Voltage-dependent potassium channel Kv4.2 alleviates the ischemic stroke impairments through activating neurogenesis

• Published in: Neurochemistry international Vol. 150; p. 105155
• Main Authors: Xiao, Fuyao, Zhang, Xiaojie, Ni, Pinfei, Yu, Haibo, Gao, Qiming, Li, Mengyao, Huo, Peiyun, Wei, Ziwei, Wang, Sihan, Zhang, Yi, Zhao, Rui, Li, Aixue, Li, Zhirui, Li, Yuejia, Cheng, Haixiao, Du, Libo, Ren, Suping, Yu, Qun, Liu, Yang, Zhao, Yuming
• Format: Journal Article
• Language: English
• Published: England Elsevier Ltd 01.11.2021
• Subjects: Animals; Brain Ischemia - genetics; Brain Ischemia - metabolism; Brain Ischemia - prevention & control; Cell Line, Transformed; Ischemic Stroke - genetics; Ischemic Stroke - metabolism; Ischemic Stroke - prevention & control; Kv4.2; Male; Maze Learning - physiology; Mice; Mice, Inbred C57BL; Neural differentiation; Neurogenesis; Neurogenesis - physiology; Shal Potassium Channels - analysis; Shal Potassium Channels - biosynthesis; Shal Potassium Channels - genetics; Stroke; Voltage-dependent potassium channels; Stroke; Kv4.2; Neural differentiation; Voltage-dependent potassium channels; Neurogenesis
• ISSN: 0197-0186; 1872-9754
• DOI: 10.1016/j.neuint.2021.105155

As well as their ion transportation function, the voltage-dependent potassium channels could act as the cell signal inducer in a variety of pathogenic processes.
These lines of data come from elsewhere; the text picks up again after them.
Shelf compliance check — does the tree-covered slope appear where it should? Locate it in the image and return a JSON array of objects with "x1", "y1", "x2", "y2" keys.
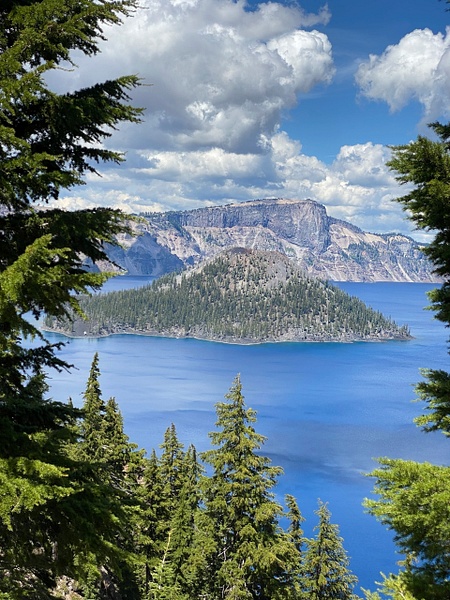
[{"x1": 46, "y1": 249, "x2": 409, "y2": 343}]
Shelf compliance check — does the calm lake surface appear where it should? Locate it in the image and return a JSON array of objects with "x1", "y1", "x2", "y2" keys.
[{"x1": 43, "y1": 277, "x2": 449, "y2": 590}]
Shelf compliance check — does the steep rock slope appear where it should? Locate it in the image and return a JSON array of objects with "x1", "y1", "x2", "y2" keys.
[{"x1": 109, "y1": 198, "x2": 437, "y2": 282}]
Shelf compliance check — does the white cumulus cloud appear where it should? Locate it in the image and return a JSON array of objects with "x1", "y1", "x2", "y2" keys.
[{"x1": 356, "y1": 29, "x2": 450, "y2": 122}]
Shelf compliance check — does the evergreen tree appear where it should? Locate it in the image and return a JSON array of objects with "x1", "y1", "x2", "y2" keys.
[
  {"x1": 75, "y1": 353, "x2": 145, "y2": 600},
  {"x1": 0, "y1": 0, "x2": 140, "y2": 599},
  {"x1": 303, "y1": 502, "x2": 358, "y2": 600},
  {"x1": 366, "y1": 88, "x2": 450, "y2": 600},
  {"x1": 194, "y1": 376, "x2": 298, "y2": 600}
]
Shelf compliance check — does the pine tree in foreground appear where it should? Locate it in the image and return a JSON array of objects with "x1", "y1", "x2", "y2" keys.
[
  {"x1": 302, "y1": 502, "x2": 358, "y2": 600},
  {"x1": 191, "y1": 376, "x2": 299, "y2": 600}
]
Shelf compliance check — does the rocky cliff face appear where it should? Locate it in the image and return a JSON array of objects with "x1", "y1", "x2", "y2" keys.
[{"x1": 109, "y1": 199, "x2": 437, "y2": 282}]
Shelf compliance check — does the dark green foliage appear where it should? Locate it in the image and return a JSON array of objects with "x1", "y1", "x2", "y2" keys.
[
  {"x1": 366, "y1": 78, "x2": 450, "y2": 600},
  {"x1": 0, "y1": 0, "x2": 140, "y2": 600},
  {"x1": 302, "y1": 502, "x2": 357, "y2": 600},
  {"x1": 46, "y1": 251, "x2": 408, "y2": 342},
  {"x1": 194, "y1": 377, "x2": 299, "y2": 600}
]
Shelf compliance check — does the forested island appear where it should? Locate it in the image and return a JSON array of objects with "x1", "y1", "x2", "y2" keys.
[{"x1": 44, "y1": 248, "x2": 410, "y2": 344}]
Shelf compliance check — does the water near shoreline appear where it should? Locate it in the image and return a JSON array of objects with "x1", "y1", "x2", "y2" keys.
[{"x1": 43, "y1": 277, "x2": 448, "y2": 589}]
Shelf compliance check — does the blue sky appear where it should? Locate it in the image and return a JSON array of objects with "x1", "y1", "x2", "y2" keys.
[
  {"x1": 283, "y1": 0, "x2": 450, "y2": 163},
  {"x1": 49, "y1": 0, "x2": 450, "y2": 239}
]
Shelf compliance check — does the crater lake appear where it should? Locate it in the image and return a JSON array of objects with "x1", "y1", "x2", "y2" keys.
[{"x1": 41, "y1": 277, "x2": 448, "y2": 593}]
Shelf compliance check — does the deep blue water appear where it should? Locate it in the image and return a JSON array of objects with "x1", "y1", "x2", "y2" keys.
[{"x1": 43, "y1": 278, "x2": 448, "y2": 589}]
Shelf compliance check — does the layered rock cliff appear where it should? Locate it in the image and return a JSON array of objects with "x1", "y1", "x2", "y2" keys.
[{"x1": 103, "y1": 198, "x2": 438, "y2": 282}]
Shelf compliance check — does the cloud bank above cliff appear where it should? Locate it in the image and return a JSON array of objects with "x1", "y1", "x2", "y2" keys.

However, their roles in neurogenesis after stroke insults have not been clearly illustrated. In our preliminary study, the expressions of voltage-dependent potassium channels Kv4.2 was significantly decreased after stroke in cortex, striatum and hippocampus by real-time quantitative PCR assay. To underlie the neuroprotection of Kv4.2 in stroke rehabilitation, recombinant plasmids encoding the cDNAs of mouse Kv4.2 was constructed. Behavioral tests showed that the increased Kv4.2 could be beneficial to the recovery of the sensory, the motor functions and the cognitive deficits after stroke. Temozolomide (TMZ), an inhibitor of neurogenesis, could partially abolish the mentioned protections of Kv4.2. The immunocytochemical staining showed that Kv4.2 could promote the proliferations of neural stem cells and induce the neural stem cells to differentiate into neurons in vitro and in vivo. And Kv4.2 could up-regulate the expressions of ERK1/2, p-ERK1/2, p-STAT3, NGF, p-TrkA, and BDNF, CAMKII and the concentration of intracellular Ca2+. Namely, we concluded that Kv4.2 promoted neurogenesis through ERK1/2/STAT3, NGF/TrkA, Ca2+/CAMKII signal pathways and rescued the ischemic impairments. Kv4.2 might be a potential drug target for ischemic stroke intervention. [Display omitted] •Voltage-dependent potassium channel Kv4.2 promote neurogenesis.